Along the way, I’ve found that intuition can’t be argued with. It exists in daily life for those who are looking for it. It is more valuable than forced memorisation, hot-housed study, or textbooks. As Professor Albert Einstein once said: ‘The only real valuable thing is intuition’. There are intuitive experiences that can’t be explained through odds or anything else. Those are the experiences that remind me that we live in an exciting time. As gifted psychologist Dr Linda Silverman notes: ‘Having a sense of one’s infiniteness is inspiring’.
An opening realisation of our expansiveness.
A reminder of our divinity.
And a prompt to spend less time in ‘understanding’ and more time in ‘being’.
Alan D. Thompson
January 2020
Perth, Australia
Part One: Intuition
‘Most of our so-called reasoning consists in finding arguments for going on believing as we already do.’
— James Harvey Robinson, American historian
2004. 10-year-old Tilly Smith is on holiday with her family at a beach resort in Phuket, Thailand. She notices the tide rush out, even though it is the middle of the day. Further out, the water begins to bubble, and the boats on the horizon start to violently bob up and down.
Tilly is a bright young girl: she tells her parents that these are warning signs that a tsunami is on the way.
On her advice, the resort is evacuated, and when the inevitable wave wipes out everything in its path along the beach, there are no injuries or fatalities at her resort.
Intuition? Probably not. Just plain ol’ logic.
2011. The University of Chichester in the United Kingdom joins with Castrol to conduct research on one of the best and most famous footballers (soccer players) in the world , Cristiano Ronaldo. The soccer superstar appears in a television series called ‘Ronaldo: Tested to the Limit’, measuring and filming his sports performance both on and off the field. As part of the testing, they engage scientists and other experts to observe Ronaldo in his home environment: inside a soccer arena.
One such test is to position Ronaldo in the middle of the enclosed arena, with another player (Andy) standing on the sidelines ready to kick a ball. The cameras film using night vision, and the arena is plunged into complete darkness before Andy even approaches the ball. Somehow Ronaldo is expected to use intuition to feel where Andy is going to kick the ball, where the ball is going to go in the air, and how Ronaldo was going to connect with it.
In pitch black.
Magically, Ronaldo did connect.
He even scores a goal each time.
Sports psychologist Dr Zöe Wimshurst hypothesises that Ronaldo’s subconscious calculates the speed and trajectory of the pass in the dark within 500 milliseconds.
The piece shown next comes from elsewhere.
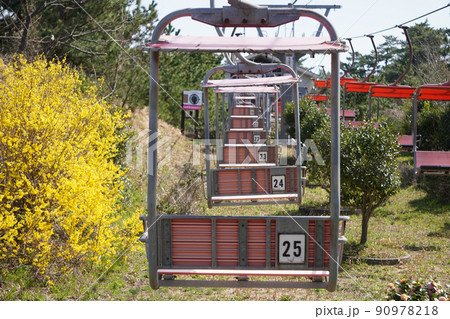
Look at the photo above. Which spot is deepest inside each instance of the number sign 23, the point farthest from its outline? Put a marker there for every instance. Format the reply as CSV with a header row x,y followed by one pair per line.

Intuition? Maybe, but possibly not in the classical definition. Rather, Ronaldo’s intuition is the result of his tens of thousands of hours of practice.
2000. An American woman gets an intuitive and powerful nudge that her son, thousands of kilometres away, is in trouble. From out of the blue, a string of digits appears in her mind ‘whose meaning was utterly obscure’. She decides to dial the cluster of numbers on her phone. On the other end of the line, the emergency room of a distant major hospital answers.
‘May I help you?’ a nurse asked.
‘I have no idea. I’m just worried about my son,’ the woman stammered.
‘Who is he?’
She told the nurse her son’s name.
‘Oh, he was admitted to the ER a couple of hours ago. Dr Smith has just finished taking care of him. Let me get him—he can give you an update.’